L'auteur de la fusillade qui a eu lieu mardi matin dans un lycée à Kauhajoki, en Finlande, est mort après avoir tué 10 personnes, a déclaré le chef de la police de Kauhajoki, Urpo Lintala.
"A présent, le nombre des morts est de 10 et le tireur est mort. Onze personnes ont trouvé la mort", a-t-il ajouté.
Il n'a donné aucune précision sur la façon dont le tireur était mort. Auparavant, un responsable de la mairie de la ville de Kauhajoki, où le massacre a eu lieu dans le lycée d'enseignement professionnel, avait indiqué qu'il avait tenté de se suicider mais n'était que blessé.
Le gouvernement finlandais avait annoncé précédemment un bilan de neuf morts.
Le tireur, âgé de 20 ans selon les médias, a tenté de se suicider en retournant son arme contre lui, avait indiqué un responsable de la mairie de Kauhajoki, Ari Paananen.
"Il a retourné l'arme contre lui, mais il n'est pas mort. Il est blessé", avait-il ajouté. Selon des médias, il s'était blessé à la tête et avait été hospitalisé.
L'auteur présumé de la tuerie est un élève de l'établissement, Matti Juhani Saari, avait annoncé le proviseur. Le chef de la police s'est refusé à confirmer ou à infirmer cette information.
Le lycée a indiqué que 200 élèves sur un total de 400 étaient présents dans le bâtiment mardi.
L'établissement est un lycée professionnel avec des filières hôtellerie et restauration, ainsi que des cours de métiers de la santé.
Le tireur présumé a commencé à tirer sur tout ce qui bougeait dans l'école à partir de 11 heures du matin, selon des témoignages concordants.
Les tirs ont duré environ une heure et demie dans l'enceinte de ce lycée de Kauhajoki, ville de 14.000 habitants du sud-ouest de la Finlande, à 360 km à l'ouest de la capitale.
"J'ai entendu des coups de feu, et des cris de filles hystériques. Deux filles sont ensuite venues vers mon bureau et m'ont dit qu'un homme bizarre était en train de tirer", a indiqué au téléphone Jukka Forsberg, gardien de l'établissement.
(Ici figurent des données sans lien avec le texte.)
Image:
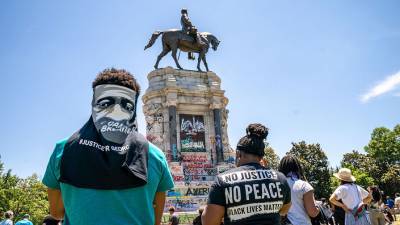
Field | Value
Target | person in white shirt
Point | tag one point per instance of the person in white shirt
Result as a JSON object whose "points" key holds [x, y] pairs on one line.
{"points": [[354, 198], [397, 204], [302, 193], [8, 220]]}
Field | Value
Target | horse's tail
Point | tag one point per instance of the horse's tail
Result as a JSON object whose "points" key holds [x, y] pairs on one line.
{"points": [[153, 39]]}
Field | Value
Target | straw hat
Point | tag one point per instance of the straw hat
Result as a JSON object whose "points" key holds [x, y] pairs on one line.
{"points": [[344, 174]]}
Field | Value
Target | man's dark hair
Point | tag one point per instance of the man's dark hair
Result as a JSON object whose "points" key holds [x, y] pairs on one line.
{"points": [[253, 142], [118, 77], [376, 193], [290, 164]]}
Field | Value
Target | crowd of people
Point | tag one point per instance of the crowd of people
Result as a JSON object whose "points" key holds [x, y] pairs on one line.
{"points": [[108, 173]]}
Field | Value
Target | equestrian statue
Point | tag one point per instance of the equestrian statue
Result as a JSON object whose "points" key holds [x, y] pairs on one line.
{"points": [[187, 40]]}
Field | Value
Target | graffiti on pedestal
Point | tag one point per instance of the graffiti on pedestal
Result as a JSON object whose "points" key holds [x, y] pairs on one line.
{"points": [[192, 133], [185, 203]]}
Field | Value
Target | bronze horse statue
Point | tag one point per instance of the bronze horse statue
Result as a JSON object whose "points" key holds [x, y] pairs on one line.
{"points": [[175, 39]]}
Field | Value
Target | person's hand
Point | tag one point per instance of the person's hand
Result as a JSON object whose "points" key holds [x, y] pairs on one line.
{"points": [[345, 208]]}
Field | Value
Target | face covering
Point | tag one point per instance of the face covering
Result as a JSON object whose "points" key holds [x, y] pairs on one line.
{"points": [[114, 112], [107, 152]]}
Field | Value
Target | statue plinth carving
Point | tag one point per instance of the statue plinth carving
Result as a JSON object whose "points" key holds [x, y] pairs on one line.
{"points": [[186, 117]]}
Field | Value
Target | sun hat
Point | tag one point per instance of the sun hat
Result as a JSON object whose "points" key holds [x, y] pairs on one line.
{"points": [[344, 174]]}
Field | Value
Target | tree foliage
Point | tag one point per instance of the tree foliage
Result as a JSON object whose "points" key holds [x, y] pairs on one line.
{"points": [[23, 196], [381, 163], [384, 148], [316, 167]]}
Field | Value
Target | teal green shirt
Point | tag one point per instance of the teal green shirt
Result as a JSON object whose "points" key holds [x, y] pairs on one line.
{"points": [[132, 206]]}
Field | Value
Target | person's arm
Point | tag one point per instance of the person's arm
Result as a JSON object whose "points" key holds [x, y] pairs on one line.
{"points": [[309, 204], [159, 201], [56, 203], [367, 199], [212, 214], [285, 209], [334, 201]]}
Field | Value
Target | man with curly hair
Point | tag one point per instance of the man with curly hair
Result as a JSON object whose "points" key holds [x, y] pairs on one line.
{"points": [[107, 173]]}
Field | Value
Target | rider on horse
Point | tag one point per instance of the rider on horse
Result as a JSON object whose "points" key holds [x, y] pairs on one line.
{"points": [[189, 29]]}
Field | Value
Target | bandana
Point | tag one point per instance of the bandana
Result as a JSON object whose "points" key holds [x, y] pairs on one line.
{"points": [[107, 152], [114, 111]]}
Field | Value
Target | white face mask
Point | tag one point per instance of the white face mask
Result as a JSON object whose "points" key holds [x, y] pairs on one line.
{"points": [[113, 111]]}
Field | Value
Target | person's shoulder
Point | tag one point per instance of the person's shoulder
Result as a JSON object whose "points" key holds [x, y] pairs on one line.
{"points": [[60, 145], [156, 154]]}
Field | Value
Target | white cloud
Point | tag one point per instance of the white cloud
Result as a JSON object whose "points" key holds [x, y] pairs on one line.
{"points": [[388, 84]]}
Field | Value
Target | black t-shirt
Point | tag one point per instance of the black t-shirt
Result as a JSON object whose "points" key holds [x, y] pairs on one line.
{"points": [[251, 195]]}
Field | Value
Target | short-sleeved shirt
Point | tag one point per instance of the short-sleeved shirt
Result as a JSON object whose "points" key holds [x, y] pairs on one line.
{"points": [[297, 213], [6, 222], [24, 222], [174, 220], [351, 195], [85, 206], [397, 202], [390, 203], [251, 195]]}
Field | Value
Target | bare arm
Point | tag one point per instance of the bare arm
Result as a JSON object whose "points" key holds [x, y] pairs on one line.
{"points": [[159, 201], [309, 204], [212, 214], [56, 203], [368, 199], [285, 209], [333, 200]]}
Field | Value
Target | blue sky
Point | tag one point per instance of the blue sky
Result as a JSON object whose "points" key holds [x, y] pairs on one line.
{"points": [[319, 71]]}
"J'ai entendu des tirs incessants. Il a changé de chargeur dans le pistolet. Il était très bien préparé. Il portait des habits noirs et avait un style militaire. Il marchait calmement", a-t-il ajouté.
La ministre de l'Intérieur Anne Holmlund a indiqué que le tireur présumé avait été interrogé la veille par la police après qu'il eut mis une vidéo sur YouTube le montrant en train de s'entraîner avec une arme.
"Cependant, l'officier de police de permanence a décidé qu'il n'y avait pas de raison de lui retirer sa licence de port d'arme", a ajouté Mme Holmlund lors de la conférence de presse organisée à Helsinki après une réunion de crise du gouvernement.
"Il avait une licence temporaire pour une arme de calibre 22 qu'il avait obtenue en 2008", a-t-elle ajouté.
Les vidéos n'étaient plus visibles sur le site de YouTube mardi après-midi. Elles montraient un jeune homme d'une vingtaine d'années tirer à plusieurs reprises en pleine nature avec une arme de poing, présentée comme un Walther P22 dans les descriptifs.
Le tireur ponctue l'une de ces séances de tir en levant la main gauche et en adressant un "Goodbye" à la caméra.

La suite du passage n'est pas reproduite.